Ça crée de l'espoir. Maintenant, l'espoir attend des actes, des actes concrets. Déjà avec les outils qu'ils ont. Mais ce qu'on attend surtout, c'est que l'Église à travers le pape vive vraiment les mots de celui qui est quand même le porteur de la religion, c'était-à-dire la parole du Christ. Ce que dit le Christ, c'est d'abord d'accueillir les plus petits, les plus faibles, les victimes. Ce qu'on attend c'est d'abord de la compassion, qui se traduit en actes. Elle a eu de la compassion pendant des décennies pour ses prêtres parce qu'il y a souvent une relation filiale entre les évêques, archevêques avec leurs prêtres. Très bien, 95% d'entre eux ne sont coupables de rien. Mais pour les entre 3 et 5% qui ont fauté, là l'Église doit être implacable. L'Église c'est d'abord aussi le temple de la morale.

Faut-il changer la formation des prêtres ?

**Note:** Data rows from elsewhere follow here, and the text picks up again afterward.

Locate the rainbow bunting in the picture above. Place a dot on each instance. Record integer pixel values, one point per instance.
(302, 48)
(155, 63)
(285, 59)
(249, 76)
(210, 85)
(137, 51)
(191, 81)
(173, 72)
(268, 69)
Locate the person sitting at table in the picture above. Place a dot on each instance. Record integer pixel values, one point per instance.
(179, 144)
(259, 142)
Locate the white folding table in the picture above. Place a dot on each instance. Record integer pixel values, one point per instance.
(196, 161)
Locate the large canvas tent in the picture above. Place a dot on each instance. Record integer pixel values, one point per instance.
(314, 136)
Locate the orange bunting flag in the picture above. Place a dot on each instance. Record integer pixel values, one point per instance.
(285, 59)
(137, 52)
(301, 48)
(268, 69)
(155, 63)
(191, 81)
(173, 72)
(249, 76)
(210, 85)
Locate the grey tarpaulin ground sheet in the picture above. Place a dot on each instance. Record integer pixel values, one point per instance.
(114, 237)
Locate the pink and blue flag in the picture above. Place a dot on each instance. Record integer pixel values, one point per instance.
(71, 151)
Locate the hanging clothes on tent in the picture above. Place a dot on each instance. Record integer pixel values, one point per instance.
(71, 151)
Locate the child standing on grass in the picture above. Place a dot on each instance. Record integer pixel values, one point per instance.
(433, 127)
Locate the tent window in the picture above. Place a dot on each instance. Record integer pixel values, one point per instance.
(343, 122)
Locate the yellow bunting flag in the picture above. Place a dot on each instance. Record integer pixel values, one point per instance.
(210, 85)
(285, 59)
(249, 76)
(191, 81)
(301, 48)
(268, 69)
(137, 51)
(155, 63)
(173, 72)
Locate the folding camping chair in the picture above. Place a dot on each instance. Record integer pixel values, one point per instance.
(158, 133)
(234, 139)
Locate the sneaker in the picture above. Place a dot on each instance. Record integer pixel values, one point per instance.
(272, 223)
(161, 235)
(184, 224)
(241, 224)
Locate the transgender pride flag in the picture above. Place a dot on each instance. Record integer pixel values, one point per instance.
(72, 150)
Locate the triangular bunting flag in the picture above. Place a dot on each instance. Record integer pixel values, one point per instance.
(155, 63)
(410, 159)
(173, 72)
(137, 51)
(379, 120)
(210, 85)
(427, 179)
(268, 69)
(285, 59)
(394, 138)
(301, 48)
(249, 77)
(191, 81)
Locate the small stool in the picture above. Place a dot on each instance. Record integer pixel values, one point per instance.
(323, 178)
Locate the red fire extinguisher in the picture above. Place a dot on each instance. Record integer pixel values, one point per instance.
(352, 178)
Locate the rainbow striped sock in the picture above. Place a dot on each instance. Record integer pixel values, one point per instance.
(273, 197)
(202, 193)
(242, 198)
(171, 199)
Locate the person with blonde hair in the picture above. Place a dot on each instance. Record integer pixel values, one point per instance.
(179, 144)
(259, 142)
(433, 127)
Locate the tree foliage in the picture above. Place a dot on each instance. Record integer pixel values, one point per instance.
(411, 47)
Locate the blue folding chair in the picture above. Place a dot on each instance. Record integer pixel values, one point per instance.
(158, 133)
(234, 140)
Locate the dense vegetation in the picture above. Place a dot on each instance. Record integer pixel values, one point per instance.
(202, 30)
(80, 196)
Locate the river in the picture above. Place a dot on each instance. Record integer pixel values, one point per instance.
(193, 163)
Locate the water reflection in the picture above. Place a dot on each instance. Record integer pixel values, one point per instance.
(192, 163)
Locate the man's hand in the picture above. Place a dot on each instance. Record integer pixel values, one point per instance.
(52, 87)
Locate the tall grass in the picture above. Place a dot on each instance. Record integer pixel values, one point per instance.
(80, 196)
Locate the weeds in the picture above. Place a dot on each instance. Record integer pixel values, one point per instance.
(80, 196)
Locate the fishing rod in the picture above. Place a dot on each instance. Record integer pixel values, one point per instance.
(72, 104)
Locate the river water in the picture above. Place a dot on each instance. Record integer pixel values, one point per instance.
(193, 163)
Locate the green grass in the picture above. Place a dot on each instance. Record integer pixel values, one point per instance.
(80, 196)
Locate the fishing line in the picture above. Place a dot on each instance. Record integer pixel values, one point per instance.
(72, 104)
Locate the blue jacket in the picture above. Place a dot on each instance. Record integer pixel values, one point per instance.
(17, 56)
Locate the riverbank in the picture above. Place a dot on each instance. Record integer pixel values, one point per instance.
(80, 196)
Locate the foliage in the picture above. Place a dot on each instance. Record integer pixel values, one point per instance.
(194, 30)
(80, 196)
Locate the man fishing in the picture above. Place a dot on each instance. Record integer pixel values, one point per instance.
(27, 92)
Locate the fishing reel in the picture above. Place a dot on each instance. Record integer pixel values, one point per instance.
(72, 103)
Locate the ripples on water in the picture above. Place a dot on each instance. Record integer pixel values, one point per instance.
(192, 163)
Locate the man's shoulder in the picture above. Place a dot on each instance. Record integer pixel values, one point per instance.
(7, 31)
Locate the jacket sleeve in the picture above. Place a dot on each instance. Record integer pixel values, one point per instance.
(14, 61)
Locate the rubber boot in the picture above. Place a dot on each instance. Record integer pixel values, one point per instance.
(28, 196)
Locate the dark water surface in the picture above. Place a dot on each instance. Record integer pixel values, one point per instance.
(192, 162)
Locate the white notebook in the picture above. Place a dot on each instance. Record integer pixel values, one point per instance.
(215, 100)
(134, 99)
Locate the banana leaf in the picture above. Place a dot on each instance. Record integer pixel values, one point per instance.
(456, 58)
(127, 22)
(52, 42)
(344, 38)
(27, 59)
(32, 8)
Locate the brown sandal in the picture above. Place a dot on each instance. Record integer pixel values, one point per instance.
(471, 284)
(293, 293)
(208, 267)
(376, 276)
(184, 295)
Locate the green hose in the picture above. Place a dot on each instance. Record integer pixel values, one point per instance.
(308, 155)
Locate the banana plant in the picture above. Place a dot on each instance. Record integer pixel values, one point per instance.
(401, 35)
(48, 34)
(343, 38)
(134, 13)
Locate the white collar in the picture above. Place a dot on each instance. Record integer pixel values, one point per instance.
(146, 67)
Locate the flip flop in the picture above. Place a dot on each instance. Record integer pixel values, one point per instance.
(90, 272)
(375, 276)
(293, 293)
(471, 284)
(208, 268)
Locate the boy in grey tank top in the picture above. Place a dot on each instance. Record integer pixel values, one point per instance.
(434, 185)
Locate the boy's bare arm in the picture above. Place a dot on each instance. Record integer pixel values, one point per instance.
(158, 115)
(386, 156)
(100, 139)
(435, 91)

Entre autres, mais pas seulement. Il y a la formation, il y a l'accompagnement ensuite. Il faut voir que la vie d'un prêtre aujourd'hui n'est pas simple. Garder une vie sociale quand on est un prêtre, c'est quasiment impossible. Ils croulent sous une charge de travail immense, et ils sont souvent seuls, notamment dans nos départements ruraux. Dans l'Aveyron, il n'y a plus que 40 prêtres. Quand ils sont seuls, c'est là finalement qu'il y a un basculement, une solitude, de la dépression, des déviances. Je ne dis pas ça de tous les prêtres, mais je dis que l'Eglise doit faire attention à ses prêtres.